App migrating is the movement of applications from an in-house server to a public cloud server. Organizations that might have or are currently experiencing data loss or high maintenance costs for their servers tend to go for public cloud servers. Some of the other reasons that might convince an organization to opt for app migrating include and are not limited to:
- Data recovery – after disasters companies using cloud storage can access the backup solutions offered by the cloud server.
- Scalability– Public cloud servers give an ability to scale up or downwards the storage space according to the organization’s needs.
- Minimized cost– Once a firm starts using the services of a public cloud server, it can cut out some costs it was incurring for having an in-house server. For example, salaries for several employees to maintain the system and the recurrent server maintenance and support cost.

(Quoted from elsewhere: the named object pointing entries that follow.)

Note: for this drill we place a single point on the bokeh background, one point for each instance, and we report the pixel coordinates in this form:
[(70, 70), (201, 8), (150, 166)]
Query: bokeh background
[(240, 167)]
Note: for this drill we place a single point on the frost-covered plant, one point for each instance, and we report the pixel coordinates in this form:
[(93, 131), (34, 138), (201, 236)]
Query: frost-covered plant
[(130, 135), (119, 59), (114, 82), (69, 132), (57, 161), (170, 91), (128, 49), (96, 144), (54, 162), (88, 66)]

Now that an organization is intending to migrate, the next logical step is to come up with a stepwise migration strategy. Below is a guide that a firm can use for their app migration to the cloud;
1. Carry out an app migration assessment
At this stage, a firm is to assess whether the app meets the cloud’s performance requirements set, legal requirements, and security configurations. After that, the apps are ranked according to their significance. If an app is labeled as less significant then it’s given priority when migrating and vice versa. The firm will also evaluate the migration methods at this stage.
2. Development of an app migration plan
The method of migration determines the amount of time it takes when migrating apps. Some methods require rewriting of an application’s codes while others just involve copying and pasting an application and reinstalling it on the cloud. There is no assurance that the migration process will be smooth therefore a firm should prepare for costly processes, downtimes, and the risk of security issues occurring. In addition to that come up with KPIs (Key Performance Indicators) that can be used to measure the viability of the app
3. Assess the design of applications being migrated
If an app has a complex IT architecture, then it is expected that its migration process will be delayed. On the other hand, if an app’s architecture is monolithic it is advised to use the containers method of migration.

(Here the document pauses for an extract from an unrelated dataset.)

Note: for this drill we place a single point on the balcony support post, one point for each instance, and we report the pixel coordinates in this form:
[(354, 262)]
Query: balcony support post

4. Determine the app’s profitability
To determine the viability of the app, the firm should evaluate its profitability level by calculating its return on investments (ROI). It should be noted that you will need to get the long-term and short-term profitability levels.
5. Selection of method to be used in app migrating
The following are the app migration methods from which a firm can select an appropriate one:
Refactoring – This method involves the whole recoding of an application so that it can be compatible with the cloud. The upside of this method is that the app will have access to all benefits of the cloud but it takes a long time to migrate the app.
Rehosting – It involves copy and pasting an application then reinstalling it in the cloud. Its upside is it’s the easiest and fastest method.
Modernization in containers – It requires less coding compared to refactoring. However, with this method, you do not access the whole environment of the cloud.
Drop& shop – This involves ditching a non-profitable application and purchasing already developed apps.
Re-platforming – Almost similar to re-hosting only difference is that it requires a few adjustments to the app.
6. Provide security for the apps
Ensure that security was implemented from the very first stage. You should follow up with your engineers and ensure that they have made some configurations that will result in long-term security for the apps in the cloud.
7. Upload application and monitor results.
Complete the app migrating process then start monitoring the performance results of the applications. The Key Performance Indicators to be applied are the ones mentioned in the planning stage. Check its costs, number of downtimes, and rate of error notifications to measure its viability.